Only in France can a simple baguette cause the kind of controversy that arose in Paris this spring. Bread, if you weren’t already aware, is a very big deal in this food-obsessed country. Marie Antoinette found this out to her detriment in the 18th century. When told that a bread shortage was behind gathering mobs of angry Parisians she responded, “let them eat cake”.

The fate of a nation is less obviously at stake in the current dust-up. At issue are the qualifications of Djibril Bodian, this year’s holder of the Best Baguette of Paris prize. Bodian is from Senegal. He arrived in France with his parents when he was six.
Some Parisians are questioning whether Bodian is French enough to win such an award because he wasn’t actually born in France. Sound familiar? Unfortunately, America is not the only country where the legitimacy of a foreign-born citizen is challenged
On the positive side, the debate has drawn more attention to this annual contest. La Prix de la Baguette is a city-wide competition that began in 1991, the same year the French Bread Law was passed. (I’m not making this up.) This legislation was a response to a wide-spread decline in the quality of bread throughout France. In the 1970’s and 80’s bakers had begun selling commercially-made loaves that arrived at their bakery as either refrigerated or frozen dough. The law created a new class, the artisan baker, who made their bread entirely on premise. A sign to this effect, hung outside the bakery door, soon became a label of quality inside.

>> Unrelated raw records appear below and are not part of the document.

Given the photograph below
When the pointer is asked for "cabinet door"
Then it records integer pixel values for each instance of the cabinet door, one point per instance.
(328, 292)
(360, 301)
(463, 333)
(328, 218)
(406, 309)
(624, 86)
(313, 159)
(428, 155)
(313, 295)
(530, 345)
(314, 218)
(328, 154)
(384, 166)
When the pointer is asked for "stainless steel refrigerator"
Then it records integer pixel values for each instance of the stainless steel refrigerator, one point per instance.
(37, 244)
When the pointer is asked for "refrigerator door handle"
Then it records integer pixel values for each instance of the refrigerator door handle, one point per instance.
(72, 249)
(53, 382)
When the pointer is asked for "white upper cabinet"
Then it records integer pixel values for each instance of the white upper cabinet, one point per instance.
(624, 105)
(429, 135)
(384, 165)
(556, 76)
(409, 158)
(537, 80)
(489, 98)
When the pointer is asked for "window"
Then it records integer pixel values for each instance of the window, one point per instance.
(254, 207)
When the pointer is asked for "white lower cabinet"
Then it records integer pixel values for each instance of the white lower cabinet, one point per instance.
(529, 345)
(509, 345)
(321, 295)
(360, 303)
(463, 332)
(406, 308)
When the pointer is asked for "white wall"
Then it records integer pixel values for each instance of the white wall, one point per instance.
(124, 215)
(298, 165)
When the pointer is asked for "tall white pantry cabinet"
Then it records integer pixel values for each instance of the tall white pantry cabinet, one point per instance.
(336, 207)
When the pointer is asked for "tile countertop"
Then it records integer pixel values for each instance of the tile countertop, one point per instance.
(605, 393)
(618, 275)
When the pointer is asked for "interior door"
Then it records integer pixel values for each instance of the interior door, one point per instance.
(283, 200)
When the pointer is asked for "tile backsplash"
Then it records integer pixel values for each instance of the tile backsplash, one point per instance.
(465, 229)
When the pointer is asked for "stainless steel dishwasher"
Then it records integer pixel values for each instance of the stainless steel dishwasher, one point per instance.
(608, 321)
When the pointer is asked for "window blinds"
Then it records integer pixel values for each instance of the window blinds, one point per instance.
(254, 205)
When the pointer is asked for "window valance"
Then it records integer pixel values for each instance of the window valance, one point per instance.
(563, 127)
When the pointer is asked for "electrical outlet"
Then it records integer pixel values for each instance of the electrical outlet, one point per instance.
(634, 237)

This year's contest drew 163 contestants, each of whom presented several samples of their pain traditionel. After carefully measuring and weighing each loaf – the French are sticklers for details like this - no less than 15 judges, some previous prize winners, went to work evaluating the baking, aroma, crumb and taste of every baguette. It took them four hours to reach a verdict.
And the prize is what? The publicity, of course, and the privilege of supplying the Elysee Palace (the French White House) with its daily bread for a year. The citizens of Montmartre are winners too. Djibril Bodian has two bakeries in this quarter and one of them is just around the corner from our apartment. I’m going to miss this daily baguette when I return home. Cake just doesn’t measure up.